Dimulai dari Cerita Nenek
Sejak kecil, saya tumbuh dengan cerita tentang Belanda. Bukan dari buku, tapi dari nenek saya sendiri. Beliau hanya lulusan Sekolah Rakyat, tapi semasa muda punya banyak teman orang Belanda dan fasih berbahasa Belanda. Ia sering bercerita soal kanal-kanal yang tenang, udara sejuk, kincir angin, dan suasana kota yang tertib dan damai. Saya kecil menyerap semua itu. Dalam diam, saya mulai membayangkan bagaimana rasanya bisa berada di sana, suatu hari nanti.

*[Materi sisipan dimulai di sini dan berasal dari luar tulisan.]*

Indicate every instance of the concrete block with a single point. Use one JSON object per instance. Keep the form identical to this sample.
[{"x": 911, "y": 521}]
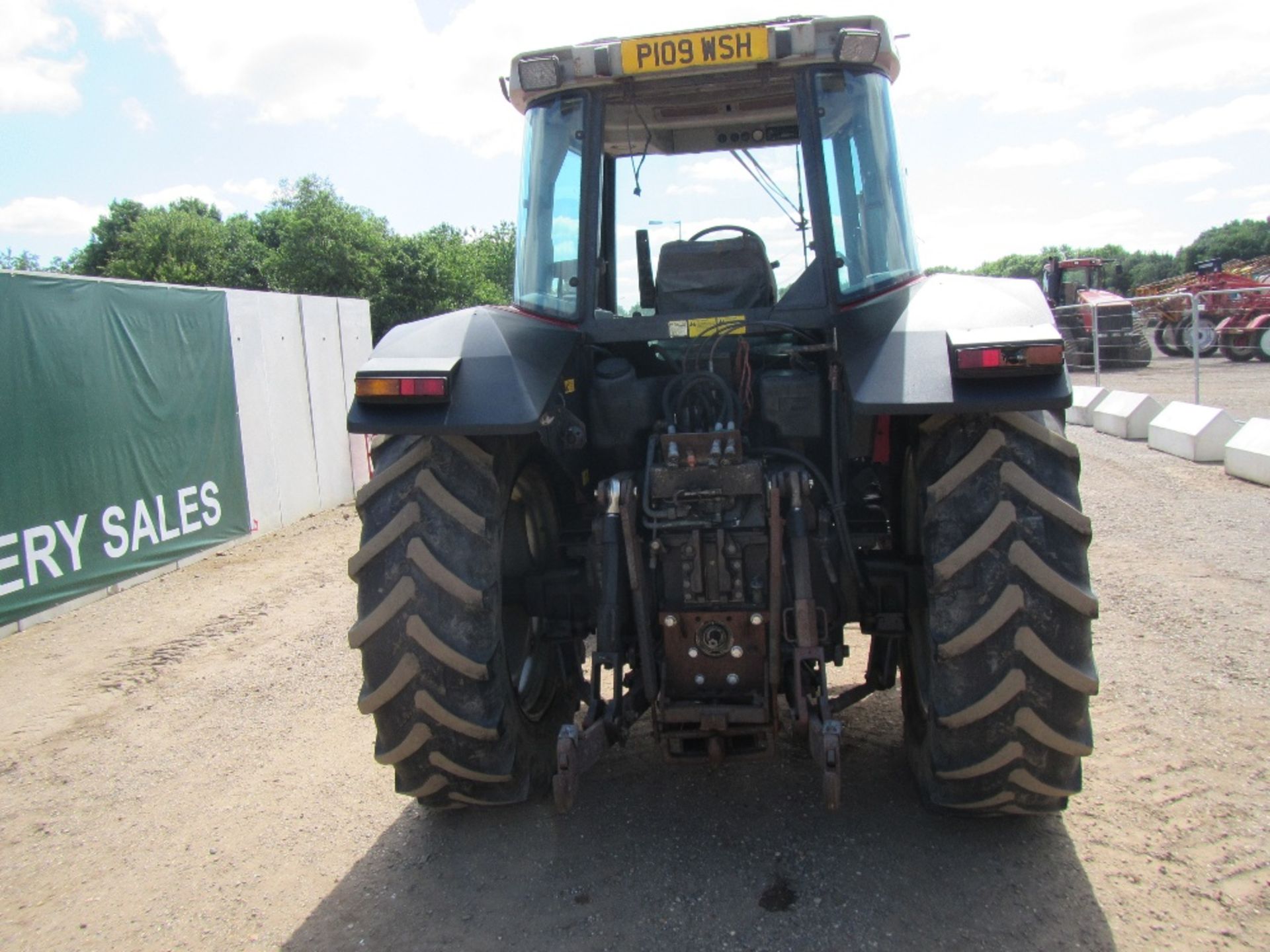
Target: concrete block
[
  {"x": 1083, "y": 400},
  {"x": 1248, "y": 454},
  {"x": 1193, "y": 432},
  {"x": 1126, "y": 414}
]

Nama yang Mengandung Harapan
Ibu saya juga punya kekaguman tersendiri pada Belanda, terutama Leiden. Mungkin karena pengaruh dari nenek. Tapi juga karena sosok Sutan Sjahrir, tokoh yang dikenal dengan julukan "The Smiling Diplomat" tentunya cerdas, idealis, dan pernah bersekolah di Leiden. Ibu menamai saya Syahrier, bukan tanpa alasan. Ia berharap saya bisa menapak jejak Sjahrir. Bisa sekolah di Leiden. Bisa belajar jauh dari rumah, lalu suatu hari kembali untuk berkontribusi bagi bangsa. Nama saya adalah harapan. Dan sejak kecil, saya tahu saya ingin mewujudkannya.
Mencoba Mengejar yang Jauh
Maka ketika saya tumbuh besar, saya berusaha sekuat mungkin untuk bisa kuliah di Leiden University. Bukan karena gengsi, tapi karena saya merasa itu cara saya menepati mimpi yang bukan cuma milik saya. Saya ingin tahu bagaimana rasanya belajar di kota yang pernah menjadi tempat tumbuh orang-orang besar. Tapi lebih dari itu, saya ingin bisa belajar jauh dari keluarga. Saya ingin belajar hidup sendiri, jadi mandiri, bertemu orang-orang baru, belajar memahami dunia dari banyak sudut pandang.
Bukan Soal Gelar
Bagi saya, kuliah S2 adalah tentang transformasi diri. Saya ingin menantang zona nyaman. Ingin tahu bagaimana rasanya salah dan gagal dalam bahasa asing. Ingin tahu bagaimana menyelesaikan masalah yang saya sendiri belum tahu jawabannya. Dan semua itu lebih mudah didapat ketika saya memutuskan untuk kuliah jauh dari rumah. Di luar negeri. Di tempat yang tidak mengenal saya, supaya saya bisa benar-benar mengenal diri sendiri.
Menjawab Mimpi, Meski Caranya Berbeda
Saya tidak jadi kuliah di Leiden. Beasiswanya gagal. Tapi saya dapat kesempatan di tempat lain: Hongaria. Di kota yang sebelumnya bahkan tak saya tidadk pernah membayangkannya, Budapest. Tapi di situlah saya akhirnya belajar, tumbuh, dan menulis cerita saya sendiri. Dan suatu hari, saya tetap datang ke Leiden. Bukan sebagai mahasiswa, tapi sebagai seseorang yang sedang menyelesaikan kisah lamanya. Saya berdiri di Sjahrirstraat dan tersenyum.
Mungkin saya tidak lanjut kuliah S2 di sana. Tapi saya pernah mengunjungi Leiden. Dan satu impian saya sejak kecil tercapai.